Monitoring: Add Application Insights telemetry to track request latency, dependency calls, and custom metrics. Use structured logging with Serilog to make production debugging possible:
Log.Information("Processing order {OrderId} for {CustomerId}", orderId, customerId);
This gives you searchable, structured logs in Azure Monitor or Seq.
System-Specific Clarifying Questions
Before designing Parking Garage, ask questions specific to THIS system:
- Who are the primary users? Understanding the user base shapes every technical decision — consumer apps have different requirements than enterprise B2B systems.
- What is the read-to-write ratio? This determines whether you optimize for fast reads (caching, denormalization) or fast writes (write-ahead logs, async processing).
- What is the geographic distribution? Users in one country vs. global users fundamentally changes your data replication and CDN strategy.
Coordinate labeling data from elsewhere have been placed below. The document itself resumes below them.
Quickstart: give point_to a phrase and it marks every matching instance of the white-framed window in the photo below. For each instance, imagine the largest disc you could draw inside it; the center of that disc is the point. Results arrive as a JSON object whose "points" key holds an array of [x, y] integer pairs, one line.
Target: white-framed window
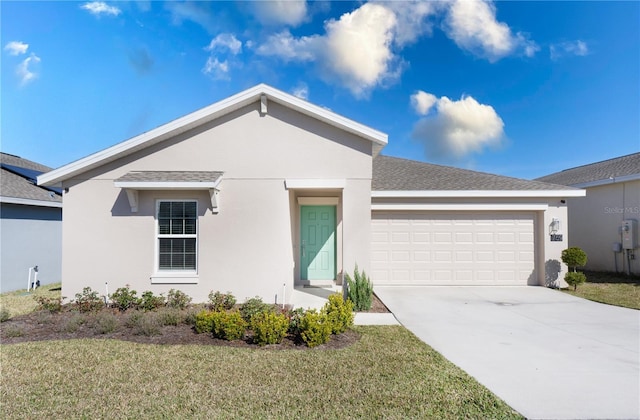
{"points": [[177, 236]]}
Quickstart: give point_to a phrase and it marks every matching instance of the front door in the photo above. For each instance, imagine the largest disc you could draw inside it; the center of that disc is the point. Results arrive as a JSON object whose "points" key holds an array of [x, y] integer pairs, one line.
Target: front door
{"points": [[318, 242]]}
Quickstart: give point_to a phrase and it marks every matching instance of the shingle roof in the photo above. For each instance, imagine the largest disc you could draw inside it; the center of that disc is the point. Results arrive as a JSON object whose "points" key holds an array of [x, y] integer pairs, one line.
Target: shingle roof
{"points": [[604, 170], [14, 185], [171, 176], [396, 174]]}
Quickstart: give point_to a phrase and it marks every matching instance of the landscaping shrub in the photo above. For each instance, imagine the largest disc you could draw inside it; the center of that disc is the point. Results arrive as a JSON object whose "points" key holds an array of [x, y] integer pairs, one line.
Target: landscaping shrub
{"points": [[149, 302], [360, 290], [148, 324], [221, 301], [253, 307], [269, 328], [315, 328], [204, 321], [105, 323], [4, 314], [88, 301], [169, 316], [228, 325], [124, 298], [339, 313], [178, 299], [53, 305], [574, 278]]}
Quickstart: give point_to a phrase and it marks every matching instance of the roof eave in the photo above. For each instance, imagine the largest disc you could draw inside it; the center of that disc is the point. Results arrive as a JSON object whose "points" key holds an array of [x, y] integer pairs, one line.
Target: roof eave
{"points": [[203, 116], [477, 193]]}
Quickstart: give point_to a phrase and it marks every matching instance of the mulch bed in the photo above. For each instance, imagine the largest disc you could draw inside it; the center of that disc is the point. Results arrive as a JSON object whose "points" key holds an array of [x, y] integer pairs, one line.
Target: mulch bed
{"points": [[44, 326]]}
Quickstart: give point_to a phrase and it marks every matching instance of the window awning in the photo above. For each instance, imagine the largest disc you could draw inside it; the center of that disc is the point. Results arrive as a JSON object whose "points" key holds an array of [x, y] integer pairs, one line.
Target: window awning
{"points": [[133, 182]]}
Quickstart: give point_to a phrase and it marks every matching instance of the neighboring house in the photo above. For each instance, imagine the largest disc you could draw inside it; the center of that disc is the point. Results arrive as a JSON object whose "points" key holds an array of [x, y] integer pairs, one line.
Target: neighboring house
{"points": [[597, 223], [263, 191], [30, 225]]}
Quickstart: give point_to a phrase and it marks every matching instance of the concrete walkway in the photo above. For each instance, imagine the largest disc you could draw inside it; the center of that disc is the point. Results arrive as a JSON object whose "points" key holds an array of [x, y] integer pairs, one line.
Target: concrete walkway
{"points": [[547, 354]]}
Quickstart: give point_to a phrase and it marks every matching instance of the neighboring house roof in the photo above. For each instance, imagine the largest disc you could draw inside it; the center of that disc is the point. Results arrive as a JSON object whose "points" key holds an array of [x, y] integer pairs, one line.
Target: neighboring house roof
{"points": [[18, 183], [402, 177], [620, 169], [262, 93]]}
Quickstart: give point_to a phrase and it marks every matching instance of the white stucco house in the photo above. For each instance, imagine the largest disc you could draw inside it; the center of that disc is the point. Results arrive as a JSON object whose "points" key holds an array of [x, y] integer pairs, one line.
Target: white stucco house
{"points": [[30, 226], [263, 191], [605, 223]]}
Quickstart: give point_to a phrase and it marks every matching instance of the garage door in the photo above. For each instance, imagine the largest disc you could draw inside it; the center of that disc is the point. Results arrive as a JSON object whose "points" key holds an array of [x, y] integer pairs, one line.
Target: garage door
{"points": [[453, 248]]}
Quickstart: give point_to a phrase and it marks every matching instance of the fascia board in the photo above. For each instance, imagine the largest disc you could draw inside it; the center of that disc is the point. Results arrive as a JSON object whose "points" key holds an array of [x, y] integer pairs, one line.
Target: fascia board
{"points": [[202, 116], [460, 207], [613, 180], [29, 202], [478, 193]]}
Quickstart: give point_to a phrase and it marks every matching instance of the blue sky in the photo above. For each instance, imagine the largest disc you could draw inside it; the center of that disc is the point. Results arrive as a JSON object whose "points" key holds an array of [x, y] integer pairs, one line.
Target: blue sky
{"points": [[520, 89]]}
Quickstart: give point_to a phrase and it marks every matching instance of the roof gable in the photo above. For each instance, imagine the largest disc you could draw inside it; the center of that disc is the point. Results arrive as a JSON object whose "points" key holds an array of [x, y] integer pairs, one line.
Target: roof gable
{"points": [[262, 93], [402, 175], [623, 168]]}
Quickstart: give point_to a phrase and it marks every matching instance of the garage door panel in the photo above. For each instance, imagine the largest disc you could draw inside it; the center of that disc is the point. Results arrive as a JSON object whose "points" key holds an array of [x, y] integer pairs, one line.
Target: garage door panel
{"points": [[466, 248]]}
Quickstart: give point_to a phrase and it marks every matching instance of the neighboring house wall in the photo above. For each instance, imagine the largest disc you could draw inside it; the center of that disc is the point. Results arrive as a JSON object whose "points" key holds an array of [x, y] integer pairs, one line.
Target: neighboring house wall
{"points": [[29, 236], [595, 221], [251, 247]]}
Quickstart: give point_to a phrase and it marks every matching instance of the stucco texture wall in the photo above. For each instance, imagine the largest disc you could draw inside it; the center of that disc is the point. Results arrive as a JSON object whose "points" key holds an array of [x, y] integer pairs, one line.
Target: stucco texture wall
{"points": [[595, 220], [29, 236], [247, 248]]}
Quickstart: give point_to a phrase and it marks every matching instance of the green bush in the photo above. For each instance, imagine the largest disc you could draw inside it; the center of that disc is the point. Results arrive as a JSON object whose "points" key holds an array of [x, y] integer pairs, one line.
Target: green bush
{"points": [[228, 325], [178, 299], [204, 321], [269, 328], [221, 301], [88, 301], [574, 278], [360, 290], [4, 314], [253, 307], [339, 313], [315, 328], [149, 302], [574, 257], [105, 323], [124, 298], [53, 305]]}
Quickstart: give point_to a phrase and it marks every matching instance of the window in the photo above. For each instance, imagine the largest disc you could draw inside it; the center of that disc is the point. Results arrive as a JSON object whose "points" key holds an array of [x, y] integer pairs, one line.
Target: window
{"points": [[177, 235]]}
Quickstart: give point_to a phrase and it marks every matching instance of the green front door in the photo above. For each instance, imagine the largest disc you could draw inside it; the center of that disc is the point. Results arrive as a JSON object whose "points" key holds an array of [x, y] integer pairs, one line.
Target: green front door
{"points": [[318, 242]]}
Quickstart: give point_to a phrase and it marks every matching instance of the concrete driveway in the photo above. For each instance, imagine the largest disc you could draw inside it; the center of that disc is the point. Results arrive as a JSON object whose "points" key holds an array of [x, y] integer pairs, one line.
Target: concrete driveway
{"points": [[547, 354]]}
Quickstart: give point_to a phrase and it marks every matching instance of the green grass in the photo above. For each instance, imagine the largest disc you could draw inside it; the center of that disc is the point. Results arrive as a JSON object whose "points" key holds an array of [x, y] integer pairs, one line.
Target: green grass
{"points": [[610, 288], [389, 373], [22, 302]]}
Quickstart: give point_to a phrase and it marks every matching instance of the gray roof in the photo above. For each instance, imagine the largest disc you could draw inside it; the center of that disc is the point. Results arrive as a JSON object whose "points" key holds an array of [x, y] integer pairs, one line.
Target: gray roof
{"points": [[14, 185], [171, 176], [599, 171], [390, 173]]}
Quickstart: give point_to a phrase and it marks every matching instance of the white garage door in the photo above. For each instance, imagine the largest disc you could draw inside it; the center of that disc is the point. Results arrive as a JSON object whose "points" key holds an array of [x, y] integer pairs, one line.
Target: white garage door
{"points": [[453, 248]]}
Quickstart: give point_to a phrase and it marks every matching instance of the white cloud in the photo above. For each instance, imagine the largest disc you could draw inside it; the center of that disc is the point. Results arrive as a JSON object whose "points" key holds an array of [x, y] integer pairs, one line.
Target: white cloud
{"points": [[458, 128], [217, 69], [25, 72], [472, 25], [577, 47], [280, 12], [99, 8], [355, 51], [224, 42], [301, 91], [16, 47], [422, 102]]}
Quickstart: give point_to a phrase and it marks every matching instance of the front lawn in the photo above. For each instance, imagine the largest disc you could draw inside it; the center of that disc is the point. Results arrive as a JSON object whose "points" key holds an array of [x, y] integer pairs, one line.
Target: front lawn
{"points": [[610, 288], [388, 373]]}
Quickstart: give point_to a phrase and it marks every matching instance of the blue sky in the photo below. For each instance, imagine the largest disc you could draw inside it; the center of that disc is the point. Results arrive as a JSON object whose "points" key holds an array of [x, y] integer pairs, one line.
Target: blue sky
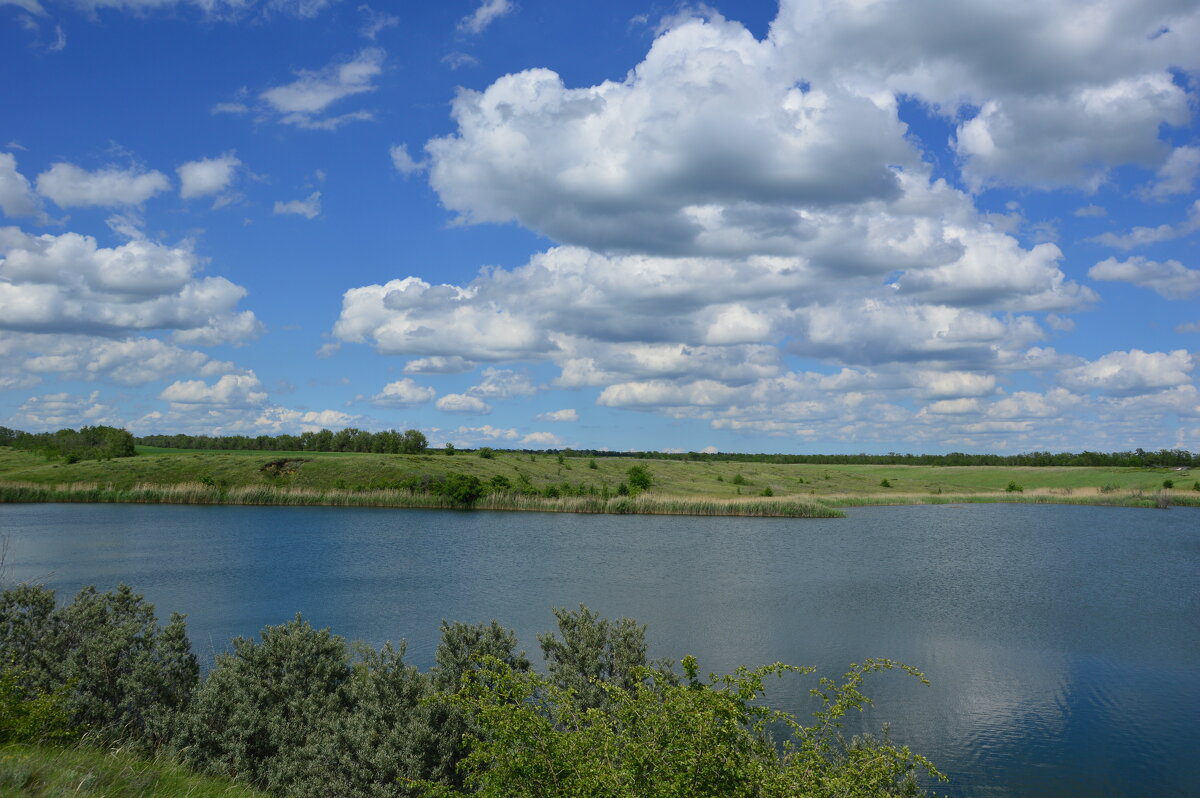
{"points": [[805, 226]]}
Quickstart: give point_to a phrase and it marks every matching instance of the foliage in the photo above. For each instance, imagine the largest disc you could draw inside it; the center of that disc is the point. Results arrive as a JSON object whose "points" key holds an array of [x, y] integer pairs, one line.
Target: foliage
{"points": [[31, 717], [125, 677], [73, 445], [594, 652], [639, 478], [660, 738]]}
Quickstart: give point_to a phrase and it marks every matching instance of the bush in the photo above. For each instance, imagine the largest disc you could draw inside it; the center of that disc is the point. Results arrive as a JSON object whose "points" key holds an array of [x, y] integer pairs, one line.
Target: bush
{"points": [[121, 675], [657, 737]]}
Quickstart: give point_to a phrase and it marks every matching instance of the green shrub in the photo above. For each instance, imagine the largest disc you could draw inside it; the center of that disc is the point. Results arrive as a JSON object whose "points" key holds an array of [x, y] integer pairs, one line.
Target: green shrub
{"points": [[639, 478]]}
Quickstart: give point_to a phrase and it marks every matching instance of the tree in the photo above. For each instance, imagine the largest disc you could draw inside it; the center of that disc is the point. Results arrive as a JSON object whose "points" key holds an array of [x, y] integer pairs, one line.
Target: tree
{"points": [[705, 738], [639, 478], [413, 442]]}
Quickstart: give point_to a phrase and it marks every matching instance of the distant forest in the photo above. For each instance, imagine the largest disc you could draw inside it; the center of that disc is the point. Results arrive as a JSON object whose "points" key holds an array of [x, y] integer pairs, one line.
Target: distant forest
{"points": [[413, 442]]}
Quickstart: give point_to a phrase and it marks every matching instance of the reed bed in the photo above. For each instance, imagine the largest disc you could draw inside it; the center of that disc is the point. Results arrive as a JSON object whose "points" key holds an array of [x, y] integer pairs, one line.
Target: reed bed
{"points": [[265, 495]]}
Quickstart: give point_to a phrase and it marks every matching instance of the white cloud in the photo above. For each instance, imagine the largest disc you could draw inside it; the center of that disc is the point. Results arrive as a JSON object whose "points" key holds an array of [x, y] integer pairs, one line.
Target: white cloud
{"points": [[463, 405], [67, 283], [69, 186], [403, 393], [1177, 175], [438, 365], [403, 162], [1170, 279], [16, 195], [305, 101], [502, 384], [129, 361], [58, 411], [309, 208], [568, 414], [207, 177], [487, 12], [232, 390], [1123, 373]]}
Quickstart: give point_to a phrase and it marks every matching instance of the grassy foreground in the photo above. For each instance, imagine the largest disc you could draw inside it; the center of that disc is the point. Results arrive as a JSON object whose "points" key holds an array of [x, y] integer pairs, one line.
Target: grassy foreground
{"points": [[679, 487], [37, 772]]}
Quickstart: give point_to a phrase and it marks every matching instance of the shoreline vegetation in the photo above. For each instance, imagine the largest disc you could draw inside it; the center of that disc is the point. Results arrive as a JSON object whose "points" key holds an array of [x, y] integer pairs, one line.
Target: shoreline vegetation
{"points": [[568, 483]]}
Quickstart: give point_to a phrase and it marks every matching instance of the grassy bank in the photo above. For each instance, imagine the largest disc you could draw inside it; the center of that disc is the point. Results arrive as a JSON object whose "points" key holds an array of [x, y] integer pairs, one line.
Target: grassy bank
{"points": [[679, 487], [36, 772]]}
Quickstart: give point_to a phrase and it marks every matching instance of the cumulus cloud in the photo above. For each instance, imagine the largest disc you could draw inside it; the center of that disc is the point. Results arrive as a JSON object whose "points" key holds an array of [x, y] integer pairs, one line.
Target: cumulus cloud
{"points": [[207, 177], [16, 195], [1122, 373], [1177, 175], [487, 12], [232, 390], [438, 365], [130, 361], [64, 409], [305, 101], [71, 186], [567, 414], [733, 203], [309, 207], [502, 384], [1170, 279], [69, 283], [462, 405], [403, 393]]}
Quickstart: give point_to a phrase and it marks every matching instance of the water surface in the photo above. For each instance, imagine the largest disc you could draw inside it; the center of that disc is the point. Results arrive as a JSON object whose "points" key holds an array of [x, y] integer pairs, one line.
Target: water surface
{"points": [[1062, 642]]}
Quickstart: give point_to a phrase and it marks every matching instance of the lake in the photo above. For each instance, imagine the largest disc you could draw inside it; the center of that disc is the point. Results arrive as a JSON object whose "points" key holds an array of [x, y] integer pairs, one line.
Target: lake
{"points": [[1062, 642]]}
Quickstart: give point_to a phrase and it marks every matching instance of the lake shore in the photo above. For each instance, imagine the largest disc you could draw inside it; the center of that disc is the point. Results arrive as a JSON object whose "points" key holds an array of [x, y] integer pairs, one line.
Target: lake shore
{"points": [[646, 504], [549, 483]]}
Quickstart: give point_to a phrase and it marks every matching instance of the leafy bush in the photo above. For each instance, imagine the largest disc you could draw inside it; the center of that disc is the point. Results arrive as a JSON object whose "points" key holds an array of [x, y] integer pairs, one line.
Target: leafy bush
{"points": [[124, 676], [639, 478], [702, 738]]}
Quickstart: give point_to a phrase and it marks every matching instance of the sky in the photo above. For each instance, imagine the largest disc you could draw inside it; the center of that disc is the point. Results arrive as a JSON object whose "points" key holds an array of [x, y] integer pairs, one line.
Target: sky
{"points": [[807, 226]]}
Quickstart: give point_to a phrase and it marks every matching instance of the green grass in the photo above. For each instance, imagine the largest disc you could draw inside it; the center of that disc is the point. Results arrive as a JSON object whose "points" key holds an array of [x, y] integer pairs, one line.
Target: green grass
{"points": [[679, 486], [37, 772]]}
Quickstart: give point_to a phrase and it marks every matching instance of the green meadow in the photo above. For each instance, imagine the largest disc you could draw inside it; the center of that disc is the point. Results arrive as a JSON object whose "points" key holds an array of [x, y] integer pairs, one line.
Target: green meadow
{"points": [[587, 485]]}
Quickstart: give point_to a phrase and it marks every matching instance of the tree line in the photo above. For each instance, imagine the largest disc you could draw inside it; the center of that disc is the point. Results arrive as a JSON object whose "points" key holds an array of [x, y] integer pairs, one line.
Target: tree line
{"points": [[72, 445], [414, 442], [300, 712]]}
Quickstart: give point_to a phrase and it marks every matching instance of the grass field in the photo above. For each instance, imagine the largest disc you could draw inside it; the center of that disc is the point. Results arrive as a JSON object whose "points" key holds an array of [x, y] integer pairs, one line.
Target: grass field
{"points": [[42, 772], [685, 487]]}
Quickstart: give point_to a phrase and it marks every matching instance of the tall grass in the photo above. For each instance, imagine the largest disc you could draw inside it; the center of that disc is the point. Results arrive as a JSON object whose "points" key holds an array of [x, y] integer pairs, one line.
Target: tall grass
{"points": [[199, 493], [42, 772]]}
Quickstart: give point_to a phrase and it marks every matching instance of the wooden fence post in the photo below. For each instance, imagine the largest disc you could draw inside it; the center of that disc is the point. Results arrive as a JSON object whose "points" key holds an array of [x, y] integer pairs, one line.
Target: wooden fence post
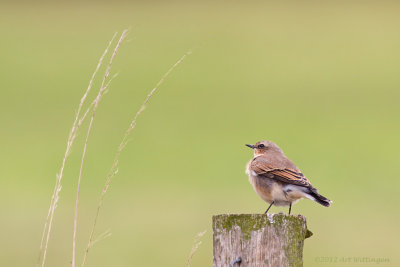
{"points": [[257, 240]]}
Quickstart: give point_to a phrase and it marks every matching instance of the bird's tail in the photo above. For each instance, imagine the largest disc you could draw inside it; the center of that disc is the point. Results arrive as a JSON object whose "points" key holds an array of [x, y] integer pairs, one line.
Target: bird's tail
{"points": [[315, 196]]}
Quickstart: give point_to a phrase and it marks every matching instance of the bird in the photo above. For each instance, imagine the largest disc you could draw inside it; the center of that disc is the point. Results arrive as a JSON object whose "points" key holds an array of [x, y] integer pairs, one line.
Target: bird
{"points": [[277, 180]]}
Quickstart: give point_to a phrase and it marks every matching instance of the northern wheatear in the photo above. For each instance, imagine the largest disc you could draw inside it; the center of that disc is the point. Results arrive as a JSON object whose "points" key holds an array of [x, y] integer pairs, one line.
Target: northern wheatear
{"points": [[277, 180]]}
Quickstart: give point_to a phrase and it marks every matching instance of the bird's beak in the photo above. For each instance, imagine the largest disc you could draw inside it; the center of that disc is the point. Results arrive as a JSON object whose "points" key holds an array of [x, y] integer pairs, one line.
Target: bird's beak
{"points": [[251, 146]]}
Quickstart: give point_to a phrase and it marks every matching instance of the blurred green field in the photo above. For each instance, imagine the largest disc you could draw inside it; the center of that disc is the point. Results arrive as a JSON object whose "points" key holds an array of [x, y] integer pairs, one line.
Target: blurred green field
{"points": [[320, 79]]}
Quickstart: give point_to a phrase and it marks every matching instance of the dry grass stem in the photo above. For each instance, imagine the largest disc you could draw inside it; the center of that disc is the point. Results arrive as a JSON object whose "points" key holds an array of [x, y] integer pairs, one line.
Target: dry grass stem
{"points": [[114, 168], [57, 188], [101, 92], [195, 247]]}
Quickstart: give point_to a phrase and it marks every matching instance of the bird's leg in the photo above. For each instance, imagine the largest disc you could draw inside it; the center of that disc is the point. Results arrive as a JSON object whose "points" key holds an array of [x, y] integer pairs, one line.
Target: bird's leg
{"points": [[270, 205]]}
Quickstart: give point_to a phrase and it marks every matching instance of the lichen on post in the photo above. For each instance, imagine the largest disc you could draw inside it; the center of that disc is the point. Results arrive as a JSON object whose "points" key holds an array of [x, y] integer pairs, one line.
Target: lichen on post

- What is the acceptable latency? Some features need sub-100ms responses, others can tolerate seconds. This determines your caching and architecture strategy.
- What is the consistency requirement? Some data (payments, inventory) needs strong consistency. Other data (social feeds, recommendations) can be eventually consistent.
Architecture Deep Dive
The architecture for Parking Garage should be designed around the specific access patterns of the system. Do not apply generic templates — every system has unique hotspots, bottlenecks, and scaling challenges.
Write Path: How does data enter the system? Is it bursty (event-driven, flash sales) or steady (sensor data, logs)? Bursty writes need queuing and backpressure. Steady writes can go directly to the database.
Read Path: How is data consumed? Is it fan-out (one write, many reads like social feeds) or point lookups (one read for specific data like user profiles)? Fan-out reads benefit from pre-computation and caching. Point lookups benefit from efficient indexing.
Hot Spots: Where are the bottlenecks? For Parking Garage, identify the component that will fail first under load and design mitigation strategies: caching, sharding, rate limiting, or async processing.